We could also add a PR template where people are confronted with e.g. disclosing LLM usage if used, not sure what you think about this?

I like that too

ianna · 2026-01-28T10:24:37Z

Hi @ianna, thanks for putting this up, I'm generally happy with this guideline, and also thanks for updating the maintainer list. The coding agent landscape is so rapidly changing that we likely have to adopt this guideline from time to time, but that's a price we have to pay in this rapidly evolving field.

I think @henryiii has a good point and I think we should add the "unsolicited" word. I can imagine that we do want to ask AI in some cases explicitly for e.g. review help/summary in addition to our 'human' review.

We could also add a PR template where people are confronted with e.g. disclosing LLM usage if used, not sure what you think about this?
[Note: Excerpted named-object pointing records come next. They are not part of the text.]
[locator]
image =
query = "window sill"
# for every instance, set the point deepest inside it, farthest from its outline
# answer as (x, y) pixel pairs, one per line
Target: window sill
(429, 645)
The labeling is interesting from a metric point of view: we can in 1-2 years from now see how PR contributions have shifted to potentially more AI driven contributions. Labels allow us to filter PRs and use Github's REST API to create some interesting plots in the future, there may be a chance to learn something about how software engineering with AI shifts for our field.

Good points! BTW, since we are in EU we need to add something like "This documentation was refined with AI assistance" to prepare for the 2026 regulations. I haven't found the US regulations yet - @henryiii perhaps you do?
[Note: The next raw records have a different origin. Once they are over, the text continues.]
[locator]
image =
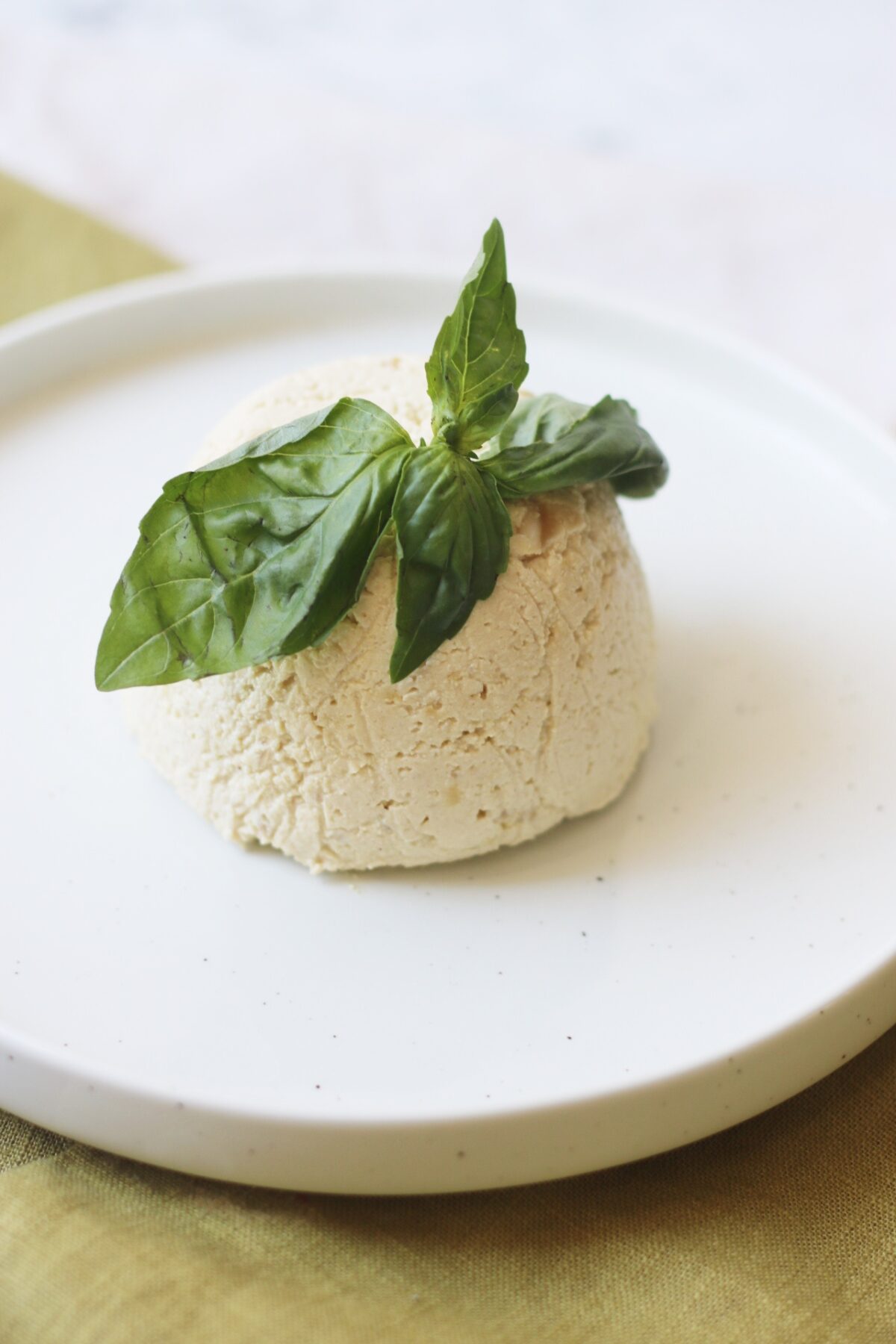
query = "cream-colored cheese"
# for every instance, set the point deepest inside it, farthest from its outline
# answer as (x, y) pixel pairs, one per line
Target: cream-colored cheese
(536, 712)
TaiSakuma · 2026-01-28T13:57:00Z

@TaiSakuma - please, suggest other two categories as you've mentioned in your document. Thanks

@ianna - which two categories are you referring to?

I was wondering if those labels (or a different set) would work for the pr triage, e.g. the five outcomes of it.

I intended these five outcomes to be for the AI triage to categorize PRs into, so as to save human reviewers time. If people spend enough time on a PR to put it into a category, they've just reviewed the PR. Their time isn't saved.

I can experiment with the AI triage on a different branch or a fork. If that works, we can roll out to the main branch of the main repo.

ianna · 2026-01-28T15:10:30Z

@TaiSakuma - please, suggest other two categories as you've mentioned in your document. Thanks

@ianna - which two categories are you referring to?

I was wondering if those labels (or a different set) would work for the pr triage, e.g. the five outcomes of it.

I intended these five outcomes to be for the AI triage to categorize PRs into, so as to save human reviewers time. If people spend enough time on a PR to put it into a category, they've just reviewed the PR. Their time isn't saved.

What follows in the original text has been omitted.